Trascorso un mese dall’entrata in vigore del decreto legislativo n.231/2000, che ha introdotto per la prima volta nel nostro ordinamento, la responsabilità penale a carico di società, imprese, associazioni ed enti, per i reati commessi dai loro dipendenti o dirigenti, restano ancora aperti molti dubbi interpretativi della legge, la cui disamina generale è già stata effettuata nella circolare n.27 giugno 2001.

Una questione delicata, che merita di essere approfondita, riguarda la adozione da parte delle imprese dei cosidetti “modelli organizzativi” previsti dalla legge agli articoli 6 e 7, capaci di esonerare l’impresa dalle sanzioni connesse ai reati perpretati da un proprio dipendente/ dirigente.

L’impresa può decidere di adottare il proprio codice di comportamento secondo due modalità: 1) direttamente, predisponendo lei stessa il codice sulla base delle indicazioni contenute nella legge, oppure 2) sulla base di codici di comportamento “nazionali” redatti dalle associazioni rappresentative degli enti. Quest’ultimi, una volta predisposti, possono essere comunicati e sottoposti al vaglio del Ministero della Giustizia che entro trenta giorni può formulare, di concerto con i Ministeri competenti, osservazioni sulla loro idoneità a prevenire i reati.

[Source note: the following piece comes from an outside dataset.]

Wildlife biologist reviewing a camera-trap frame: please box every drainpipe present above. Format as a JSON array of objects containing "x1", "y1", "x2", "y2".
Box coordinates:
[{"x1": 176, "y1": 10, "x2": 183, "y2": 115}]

Ad oggi, nonostante sia già trascorso un mese dall’entrata in vigore della legge, le associazioni di categoria non hanno ancora proposto e fatto approvare dal Ministero di Giustizia dei codici di comportamento “standard” da proporre alle imprese, associazioni ed enti.

Il ritardo delle associazioni di categoria, non esonera le società da una eventuale responsabilità in caso di reato, in quanto, come già accennato, i modelli di comportamento ben possono essere adottati direttamente da tutti i soggetti.

Al riguardo, si può rilevare come da un lato, non è sicuramente compito facile per le imprese adottare direttamente dei codici di comportamento, dotati dei necessari requisiti  di legge  e capaci di superare il vaglio del giudice penale, il quale in definitiva,  è il soggetto al quale è demandato il compito di valutare l’idoneità e l’effettiva applicazione del codice di comportamento;  dall’altro è intuibile che il modello “nazionale”,  avrà sicuramente un diverso peso giudiziale, con il rischio però di cadere in una standardizzazione  e in una rigida omologazione di settore.

Ancora ad oggi, sono ancora pochissime le imprese che sono al lavoro per predisporre i modelli di organizzazione e di gestione. Tutto questo a loro rischio e pericolo, poiché in caso di reato, non potranno esimersi da una responsabilità a loro carico e saranno costrette a far fronte alle obbligazioni e/o sanzioni alle stesse imposte dalla nuova legge. Ciò avviene sia con l’applicazione di sanzioni pecuniarie, modulate in base alla gravità del reato e all’entità del patrimonio societario, sia con sanzioni interdittive (si pensi alla possibilità di una sospensione o una revoca delle autorizzazioni, o al divieto di contrattare con la pubblica amministrazione) .

I modelli organizzativi e di gestione, in conformità con quanto previsto dalla legge, dovranno :

1)      individuare, in relazione alla specifica attività della impresa, le aree in cui più facilmente possano verificarsi le fattispecie penali tipiche previste dalla legge;

2)      prevedere degli appositi protocolli diretti a stabilire ed identificare i soggetti responsabili delle decisioni dell’ente in relazione ai reati da prevenire;

3)      stabilire le modalità di gestione delle risorse finanziarie in quei settori più soggetti al rischio reati;

4)      prevedere un continuo flusso di informazioni tra i dirigenti e l’organismo deputato a vigilare sul funzionamento e sull’osservanza del modello;

5)      prevedere un sistema  disciplinare capace di sanzionare le violazioni delle misure adottate dal modello.

Oltre ai modelli di comportamento, le imprese dovranno adottare un autonomo organismo di controllo, una specie di “authority” interna alla società, capace di garantire la effettiva applicazione del codice, con poteri autonomi di iniziativa e di controllo.

Per ottenere una efficace attuazione del modello, si richiede inoltre, una verifica periodica dello stesso nel caso in cui vengano scoperte specifiche violazioni delle prescrizioni, e, un sistema disciplinare idoneo a sanzionare il mancato rispetto delle misure indicate dal modello.